Pupil-Teacher Ratios : The pupil-teacher ratio ranges from 12.60 to 22.00, which is narrower than the range for crime rates or tax rates, but still reveals some variation in educational resources across suburbs.
(e) How many of the suburbs in this data set bound the Charles river?
sum(Boston$chas == 1)
## [1] 35
(f) What is the median pupil-teacher ratio among the towns in this data set?
median(Boston$ptratio)
## [1] 19.05
(g) Which suburb of Boston has lowest median value of owner-occupied homes? What are the values of the other predictors for that suburb, and how do those values compare to the overall ranges for those predictors?

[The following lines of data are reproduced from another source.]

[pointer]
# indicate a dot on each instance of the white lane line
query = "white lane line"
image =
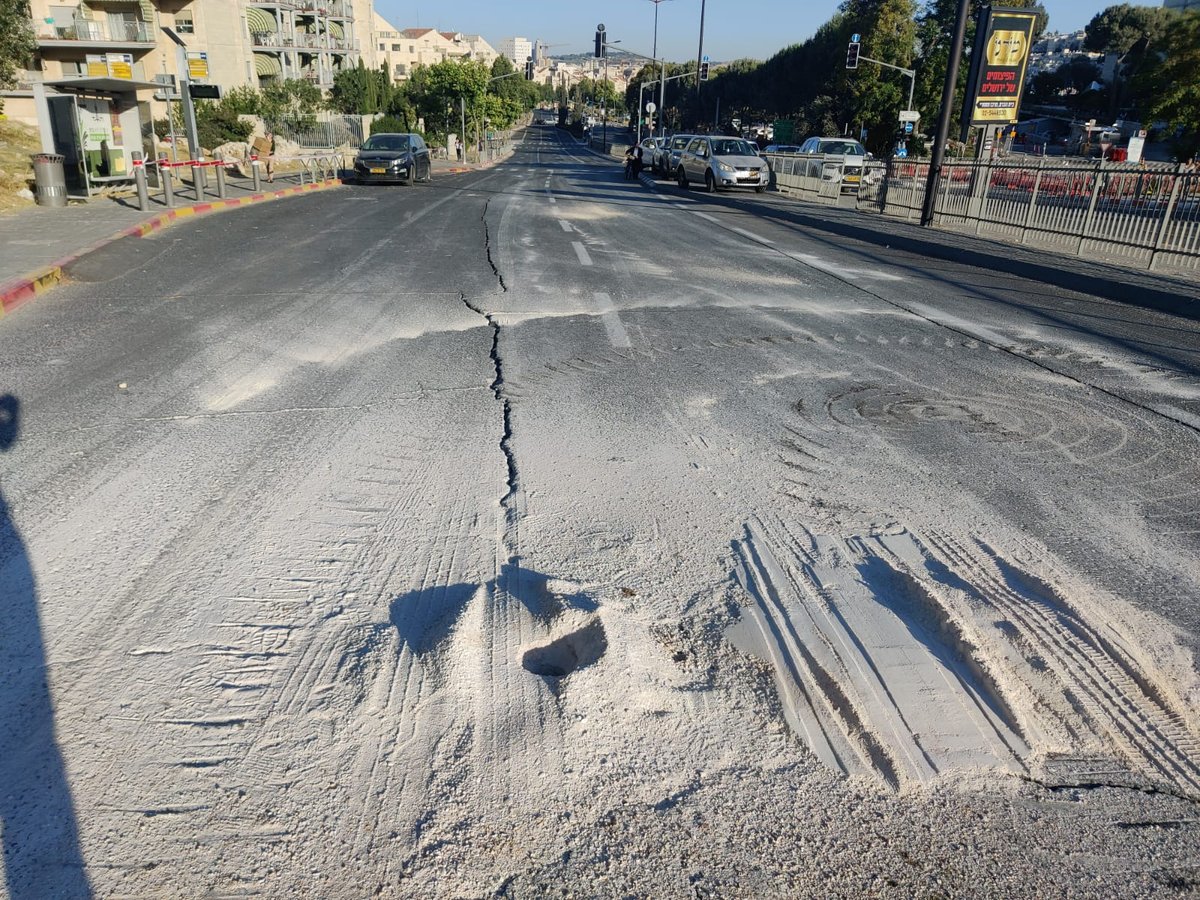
(617, 334)
(751, 235)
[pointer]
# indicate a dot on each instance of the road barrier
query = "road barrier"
(301, 169)
(1146, 214)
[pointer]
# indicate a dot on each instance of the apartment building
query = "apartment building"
(517, 49)
(245, 42)
(402, 51)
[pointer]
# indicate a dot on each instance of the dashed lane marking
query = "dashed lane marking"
(751, 235)
(617, 334)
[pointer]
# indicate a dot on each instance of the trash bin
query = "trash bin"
(49, 180)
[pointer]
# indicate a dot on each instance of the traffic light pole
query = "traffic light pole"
(943, 118)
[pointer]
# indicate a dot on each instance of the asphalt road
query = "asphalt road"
(533, 529)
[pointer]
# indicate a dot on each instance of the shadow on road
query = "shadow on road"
(41, 843)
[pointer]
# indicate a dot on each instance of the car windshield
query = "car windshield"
(847, 148)
(733, 148)
(387, 142)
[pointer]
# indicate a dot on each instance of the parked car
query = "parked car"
(723, 161)
(851, 163)
(669, 160)
(393, 157)
(649, 147)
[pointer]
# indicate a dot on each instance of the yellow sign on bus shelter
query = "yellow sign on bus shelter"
(120, 65)
(197, 65)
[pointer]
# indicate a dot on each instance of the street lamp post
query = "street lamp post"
(663, 75)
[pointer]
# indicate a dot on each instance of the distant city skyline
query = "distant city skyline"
(729, 31)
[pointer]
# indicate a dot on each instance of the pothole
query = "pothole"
(568, 653)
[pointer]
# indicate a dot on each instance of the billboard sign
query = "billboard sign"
(120, 65)
(197, 66)
(1000, 70)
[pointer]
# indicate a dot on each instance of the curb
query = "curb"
(19, 292)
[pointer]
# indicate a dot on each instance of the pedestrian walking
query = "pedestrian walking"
(268, 154)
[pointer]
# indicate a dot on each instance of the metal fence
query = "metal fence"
(333, 132)
(1146, 214)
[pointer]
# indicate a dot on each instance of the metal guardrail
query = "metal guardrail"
(329, 133)
(1145, 214)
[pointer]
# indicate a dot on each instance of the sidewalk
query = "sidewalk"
(37, 241)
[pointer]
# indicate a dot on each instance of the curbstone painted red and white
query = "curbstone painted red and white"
(19, 292)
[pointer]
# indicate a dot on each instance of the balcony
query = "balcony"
(274, 40)
(88, 33)
(327, 7)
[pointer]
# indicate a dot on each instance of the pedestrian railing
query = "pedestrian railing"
(1147, 214)
(810, 177)
(195, 180)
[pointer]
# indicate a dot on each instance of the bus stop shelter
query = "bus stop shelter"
(96, 124)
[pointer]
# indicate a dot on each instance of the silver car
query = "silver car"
(843, 157)
(721, 161)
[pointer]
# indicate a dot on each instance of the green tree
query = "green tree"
(1137, 35)
(360, 90)
(1173, 84)
(293, 100)
(17, 41)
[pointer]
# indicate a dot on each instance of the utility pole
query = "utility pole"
(663, 76)
(943, 118)
(185, 93)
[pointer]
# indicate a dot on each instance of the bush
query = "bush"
(216, 124)
(387, 124)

Comment on your findings.
# Find suburb with lowest median value of homes
min_medv_row <- Boston[which.min(Boston$medv), ]
min_medv_row
## crim zn indus chas nox rm age dis rad tax ptratio black lstat
## 399 38.3518 0 18.1 0 0.693 5.453 100 1.4896 24 666 20.2 396.9 30.59
## medv
## 399 5
# Range of the predictors
smry=data.frame(sapply(Boston, function(x) c(min = min(x), max = max(x),avg=mean(x))))
smry
## crim zn indus chas nox rm age
## min 0.006320 0.00000 0.46000 0.00000000 0.3850000 3.561000 2.9000
## max 88.976200 100.00000 27.74000 1.00000000 0.8710000 8.780000 100.0000
## avg 3.613524 11.36364 11.13678 0.06916996 0.5546951 6.284634 68.5749
## dis rad tax ptratio black lstat medv
## min 1.129600 1.000000 187.0000 12.60000 0.320 1.73000 5.00000
## max 12.126500 24.000000 711.0000 22.00000 396.900 37.97000 50.00000
## avg 3.795043 9.549407 408.2372 18.45553 356.674 12.65306 22.53281
The suburb with the lowest median home value is listed above, and the values of other predictors for that suburb can be compared to the overall ranges of each predictor.

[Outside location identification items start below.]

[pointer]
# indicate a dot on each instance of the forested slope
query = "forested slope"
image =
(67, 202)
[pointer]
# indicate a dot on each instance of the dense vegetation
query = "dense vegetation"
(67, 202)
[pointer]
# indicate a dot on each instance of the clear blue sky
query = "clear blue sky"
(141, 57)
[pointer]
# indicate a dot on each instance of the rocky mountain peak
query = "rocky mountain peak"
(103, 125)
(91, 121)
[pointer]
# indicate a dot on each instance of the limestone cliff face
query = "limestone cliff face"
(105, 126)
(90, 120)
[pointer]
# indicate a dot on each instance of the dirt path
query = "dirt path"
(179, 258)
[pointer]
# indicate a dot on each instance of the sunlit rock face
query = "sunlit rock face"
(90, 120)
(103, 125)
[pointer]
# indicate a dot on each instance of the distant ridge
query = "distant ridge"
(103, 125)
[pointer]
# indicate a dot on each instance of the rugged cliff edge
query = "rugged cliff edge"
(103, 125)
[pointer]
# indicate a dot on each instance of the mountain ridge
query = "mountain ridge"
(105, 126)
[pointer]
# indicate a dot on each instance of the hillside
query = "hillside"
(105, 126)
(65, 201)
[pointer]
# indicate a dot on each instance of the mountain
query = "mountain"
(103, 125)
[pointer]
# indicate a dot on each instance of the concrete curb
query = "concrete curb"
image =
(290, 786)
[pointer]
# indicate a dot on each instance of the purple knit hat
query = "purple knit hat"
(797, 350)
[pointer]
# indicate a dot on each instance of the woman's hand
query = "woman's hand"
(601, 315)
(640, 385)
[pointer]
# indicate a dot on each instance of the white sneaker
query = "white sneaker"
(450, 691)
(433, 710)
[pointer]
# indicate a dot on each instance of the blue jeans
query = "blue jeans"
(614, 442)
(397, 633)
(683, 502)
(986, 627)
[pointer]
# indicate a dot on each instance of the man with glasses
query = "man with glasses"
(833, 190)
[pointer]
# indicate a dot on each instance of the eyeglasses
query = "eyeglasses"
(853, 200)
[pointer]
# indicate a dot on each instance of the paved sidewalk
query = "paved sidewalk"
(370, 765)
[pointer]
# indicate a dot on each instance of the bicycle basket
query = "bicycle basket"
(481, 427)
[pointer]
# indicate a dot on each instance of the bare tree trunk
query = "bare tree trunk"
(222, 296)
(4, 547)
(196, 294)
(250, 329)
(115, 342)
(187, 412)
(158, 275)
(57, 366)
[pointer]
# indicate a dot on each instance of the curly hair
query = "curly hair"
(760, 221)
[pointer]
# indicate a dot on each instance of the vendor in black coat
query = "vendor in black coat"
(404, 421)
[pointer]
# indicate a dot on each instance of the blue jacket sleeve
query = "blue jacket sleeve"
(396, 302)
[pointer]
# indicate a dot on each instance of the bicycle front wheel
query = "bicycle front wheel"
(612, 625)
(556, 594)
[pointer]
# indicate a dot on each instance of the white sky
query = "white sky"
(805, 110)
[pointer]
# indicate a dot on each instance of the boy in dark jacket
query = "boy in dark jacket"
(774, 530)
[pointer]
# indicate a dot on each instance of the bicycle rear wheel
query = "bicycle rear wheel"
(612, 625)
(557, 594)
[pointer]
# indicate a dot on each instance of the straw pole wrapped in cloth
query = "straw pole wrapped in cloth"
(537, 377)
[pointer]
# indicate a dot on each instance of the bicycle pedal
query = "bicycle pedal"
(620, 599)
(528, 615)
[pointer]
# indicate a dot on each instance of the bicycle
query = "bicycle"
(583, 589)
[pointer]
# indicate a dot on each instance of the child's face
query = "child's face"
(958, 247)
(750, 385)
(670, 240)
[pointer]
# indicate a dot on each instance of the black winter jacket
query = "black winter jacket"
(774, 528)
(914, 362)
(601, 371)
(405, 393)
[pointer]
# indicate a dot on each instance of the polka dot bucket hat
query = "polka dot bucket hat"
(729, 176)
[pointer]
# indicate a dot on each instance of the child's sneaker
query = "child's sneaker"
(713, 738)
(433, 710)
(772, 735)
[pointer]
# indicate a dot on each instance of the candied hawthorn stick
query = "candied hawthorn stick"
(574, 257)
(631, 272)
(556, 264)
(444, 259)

For this suburb, crime rate is very high compared to the average value of all other suburbs and there is no large residential zone around this place.

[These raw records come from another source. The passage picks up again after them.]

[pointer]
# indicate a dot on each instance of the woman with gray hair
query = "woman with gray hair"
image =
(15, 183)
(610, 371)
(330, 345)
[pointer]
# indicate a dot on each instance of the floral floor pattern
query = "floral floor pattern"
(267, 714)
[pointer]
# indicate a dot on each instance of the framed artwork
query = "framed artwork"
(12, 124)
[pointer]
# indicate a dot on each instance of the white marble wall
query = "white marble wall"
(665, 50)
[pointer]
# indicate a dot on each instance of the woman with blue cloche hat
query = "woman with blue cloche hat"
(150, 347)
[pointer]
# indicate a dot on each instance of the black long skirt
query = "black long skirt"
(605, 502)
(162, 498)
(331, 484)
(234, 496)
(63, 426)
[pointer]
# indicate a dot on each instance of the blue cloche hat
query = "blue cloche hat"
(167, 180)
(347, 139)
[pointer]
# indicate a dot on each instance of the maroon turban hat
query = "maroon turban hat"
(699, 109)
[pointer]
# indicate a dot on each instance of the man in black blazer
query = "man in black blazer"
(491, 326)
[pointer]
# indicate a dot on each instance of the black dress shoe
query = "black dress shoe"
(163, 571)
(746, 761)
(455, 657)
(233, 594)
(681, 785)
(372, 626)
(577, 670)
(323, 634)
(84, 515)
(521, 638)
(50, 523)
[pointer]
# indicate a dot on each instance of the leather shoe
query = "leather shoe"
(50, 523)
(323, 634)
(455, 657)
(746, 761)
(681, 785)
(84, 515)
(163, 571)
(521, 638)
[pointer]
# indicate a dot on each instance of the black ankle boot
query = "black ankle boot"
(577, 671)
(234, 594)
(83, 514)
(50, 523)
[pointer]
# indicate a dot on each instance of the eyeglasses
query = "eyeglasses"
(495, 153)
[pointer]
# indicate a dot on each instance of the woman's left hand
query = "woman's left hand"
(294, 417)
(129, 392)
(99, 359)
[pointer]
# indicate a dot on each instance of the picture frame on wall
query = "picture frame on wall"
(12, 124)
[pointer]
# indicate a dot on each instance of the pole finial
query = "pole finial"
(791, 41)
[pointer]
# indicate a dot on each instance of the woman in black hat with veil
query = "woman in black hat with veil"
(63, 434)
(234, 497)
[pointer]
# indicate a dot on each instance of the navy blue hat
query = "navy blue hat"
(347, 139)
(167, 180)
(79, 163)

Non-retail business acres in this area is more than the average range of other suburbs.
This suburb does not bound the Charles River and the Nitrogen oxide levels are very high in this area.
It is far form Employment areas and farthest from radial highways among all the suburbs
Percentage of Lower status people is very dense in this area and Residents of African American descents are the majority in this suburb.
(h) In this data set, how many of the suburbs average more than seven rooms per dwelling? More than eight rooms per dwelling? Comment on the suburbs that average more than eight rooms per dwelling.
# Suburbs with more than 7 rooms and more than 8 rooms
sum(Boston$rm > 7)
## [1] 64
sum(Boston$rm > 8)
## [1] 13
mt8=data.frame(sapply(Boston[Boston$rm>8,], function(x) Avg=mean(x)))
mt8
## sapply.Boston.Boston.rm...8.....function.x..Avg...mean.x..
## crim 0.7187954
## zn 13.6153846
## indus 7.0784615
## chas 0.1538462
## nox 0.5392385
## rm 8.3485385
## age 71.5384615
## dis 3.4301923
## rad 7.4615385
## tax 325.0769231
## ptratio 16.3615385
## black 385.2107692
## lstat 4.3100000
## medv 44.2000000
There are 64 and 13 suburbs which have more than 7 and 8 rooms respectively.
Those suburbs with houses more than 8 rooms have less crime rate, high proportion of residential land zoned for large lots and are mostly tracts bound with Charles river.
Also, these suburbs have median Nitrogen oxide levels in air and are very old compared to other suburbs in Boston.
These suburbs are not so far from employment centers and are located closer to the radial highways.
Property tax rates are close to average price in Boston for these suburbs and Pupil-teacher ration is sufficiently healthy.
African American descents are the majority in these suburbs and Lower status population is very less.
The median house values are double the average prices of all other suburbs and close to the highest values.